Sexual Violence, Genital Cytokines, and Colposcopy Findings: A Cross-Sectional Study of Women Engaged in Sex Work in Mombasa, Kenya.

Background: Sexual violence (SV) increases human immunodeficiency virus (HIV) susceptibility in a sustained manner. This study evaluated genital cytokines and colposcopy findings in women reporting both recent and more remote SV.

Methods: A cross-sectional study of HIV-1 negative Kenyan women who engage in sex work was performed. Cervicovaginal fluid was collected by menstrual cup and cytokines (IFNγ, TNFα, IL-1β, IL-6, IL-10, MIP-1α, MIP-1β, and CXCL10) measured using chemiluminescence. Cervical injury was assessed by colposcopy. Associations between recent (≤30 days prior), more remote (>30 days prior), and no (reference category) SV exposure and cytokine concentrations were evaluated using linear regression.
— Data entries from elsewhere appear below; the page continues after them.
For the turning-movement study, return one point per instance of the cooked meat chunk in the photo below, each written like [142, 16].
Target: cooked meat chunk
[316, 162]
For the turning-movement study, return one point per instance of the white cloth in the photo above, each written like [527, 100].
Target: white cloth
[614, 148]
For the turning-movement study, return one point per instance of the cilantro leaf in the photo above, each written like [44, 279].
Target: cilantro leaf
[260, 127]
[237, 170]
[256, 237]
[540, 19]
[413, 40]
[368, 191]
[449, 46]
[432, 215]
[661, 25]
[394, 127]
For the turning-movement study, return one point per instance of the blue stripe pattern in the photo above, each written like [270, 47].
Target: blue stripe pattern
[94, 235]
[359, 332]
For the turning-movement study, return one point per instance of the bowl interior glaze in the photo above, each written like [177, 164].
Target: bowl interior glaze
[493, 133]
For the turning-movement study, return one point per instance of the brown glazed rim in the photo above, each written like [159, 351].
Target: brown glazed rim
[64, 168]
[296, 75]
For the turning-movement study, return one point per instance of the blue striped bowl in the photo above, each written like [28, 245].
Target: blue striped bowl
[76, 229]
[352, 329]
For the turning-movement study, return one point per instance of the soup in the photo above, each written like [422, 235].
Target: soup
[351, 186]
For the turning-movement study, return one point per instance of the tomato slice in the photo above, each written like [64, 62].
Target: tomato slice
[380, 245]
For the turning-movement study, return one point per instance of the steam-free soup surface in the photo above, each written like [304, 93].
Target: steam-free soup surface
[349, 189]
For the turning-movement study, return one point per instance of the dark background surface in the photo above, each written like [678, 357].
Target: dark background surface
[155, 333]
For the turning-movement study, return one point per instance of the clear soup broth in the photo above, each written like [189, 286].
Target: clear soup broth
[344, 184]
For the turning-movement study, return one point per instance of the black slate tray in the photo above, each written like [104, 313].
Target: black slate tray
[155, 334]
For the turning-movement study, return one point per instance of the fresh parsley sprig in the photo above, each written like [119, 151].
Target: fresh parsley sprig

Results: Among 282 participants, 25 (8.9%) reported recent SV and 123 (43.6%) reported more remote SV. Only two cytokines (IL-10 and CXCL10) were associated with the 3-category SV variable in bivariable modeling at the prespecified cutoff ( P < 0.2) and carried forward. In multivariable analyses, more remote SV (β = 0.72; 95% confidence interval [CI], 0.06-1.38; P = 0.03), but not recent SV (β = 0.20; 95% CI, -0.99 to 1.39; P = 0.74) was associated with cervicovaginal IL-10 compared with no SV. Recent (β = 0.36; 95% CI, -0.94 to 1.67; P = 0.58) and more remote (β = 0.51; 95% CI, -0.21 to 1.24; P = 0.16) SV were not associated with CXCL10 compared with no SV. Cervical epithelial friability (χ 2 = 1.3, P = 0.51), erythema (χ 2 = 2.9, P = 0.24), vascular disruption (χ 2 = 1.4; P = 0.50), epithelial disruption (χ 2 = 2.6, P = 0.27), or any colposcopy finding (χ 2 = 1.2, P = 0.54) were not associated with SV category by χ 2 test.

Conclusions: The mechanism linking SV to sustained increases in HIV susceptibility may not be related to persistent genital inflammation or injury.